Data Validation

An Approach to Data Import Validation

Data import validation is not something that I have had to worry about for a while. I recently had to develop some code for an application that I support to import data from a CSV file, match selected fields against data in an Oracle database, and add the information contained in the file to printed output that the application generates.

The tasks was a fairly simple one and I suspected from the start that the biggest problem was likely to be matching data from the CSV file with the correct records in the database. Developing an interface between systems which are loosely coupled in this manner is open to all manner of difficulties when you have no control over the quality and accuracy of the data in the interface file.

The initial implementation appeared to work perfectly well with the limited amount of test data that I had available and was delivered to the customer for them to try. After some lengthy delays whilst the customer waiting for the application that generated the CSV file to be finished they commenced their testing and immediately reported that too few records were being matched. Was I surprised?

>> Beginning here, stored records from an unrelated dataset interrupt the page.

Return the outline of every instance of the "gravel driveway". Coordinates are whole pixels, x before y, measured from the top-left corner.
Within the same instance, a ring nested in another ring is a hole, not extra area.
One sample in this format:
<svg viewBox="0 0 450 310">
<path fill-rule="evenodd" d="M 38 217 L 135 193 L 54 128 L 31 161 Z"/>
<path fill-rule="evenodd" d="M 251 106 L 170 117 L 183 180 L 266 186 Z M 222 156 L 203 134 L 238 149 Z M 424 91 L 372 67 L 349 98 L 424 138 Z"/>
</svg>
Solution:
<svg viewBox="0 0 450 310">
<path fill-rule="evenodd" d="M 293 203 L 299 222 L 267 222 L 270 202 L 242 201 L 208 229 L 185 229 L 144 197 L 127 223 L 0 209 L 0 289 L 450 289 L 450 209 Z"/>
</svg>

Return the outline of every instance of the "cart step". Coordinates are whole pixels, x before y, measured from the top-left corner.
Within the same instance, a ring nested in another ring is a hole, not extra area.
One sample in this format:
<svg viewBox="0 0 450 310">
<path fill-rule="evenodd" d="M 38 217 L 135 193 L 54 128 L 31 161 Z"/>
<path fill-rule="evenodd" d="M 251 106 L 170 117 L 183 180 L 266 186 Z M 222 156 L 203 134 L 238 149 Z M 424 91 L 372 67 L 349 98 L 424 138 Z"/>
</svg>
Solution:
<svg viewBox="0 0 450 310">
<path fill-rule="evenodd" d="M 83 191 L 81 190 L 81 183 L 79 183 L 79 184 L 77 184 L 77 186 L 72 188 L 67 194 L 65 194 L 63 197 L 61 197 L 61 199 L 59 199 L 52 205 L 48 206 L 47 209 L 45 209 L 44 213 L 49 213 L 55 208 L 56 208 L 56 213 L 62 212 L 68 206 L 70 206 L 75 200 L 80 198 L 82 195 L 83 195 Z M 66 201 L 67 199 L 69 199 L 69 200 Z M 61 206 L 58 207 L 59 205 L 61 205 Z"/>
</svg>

Despite of the fact that the code I had developed included what I thought was a fairly comprehensive set of logging options, generating a log file that could show exactly how each record in the CSV file had been handled, the customer needed help to identify why records were not matched. A quick look at the log file revealed where the problems were and some minor changes were made to handle certain conditions, but a new approach was required.

After given this some thought it occurred to me that instead of ignoring the data from the CSV file that didn’t match any information in the database, with a fairly trivial change I could import these records to an put them into a special status of ‘hidden’, where they would be ignored by the rest of the system unless the user set a flag to indicate that they should be shown. Another minor change to the user interface to add this special flag and suddenly the users could see all of the data and inspect the records where no match had occurred. Why didn’t I think of that at the beginning?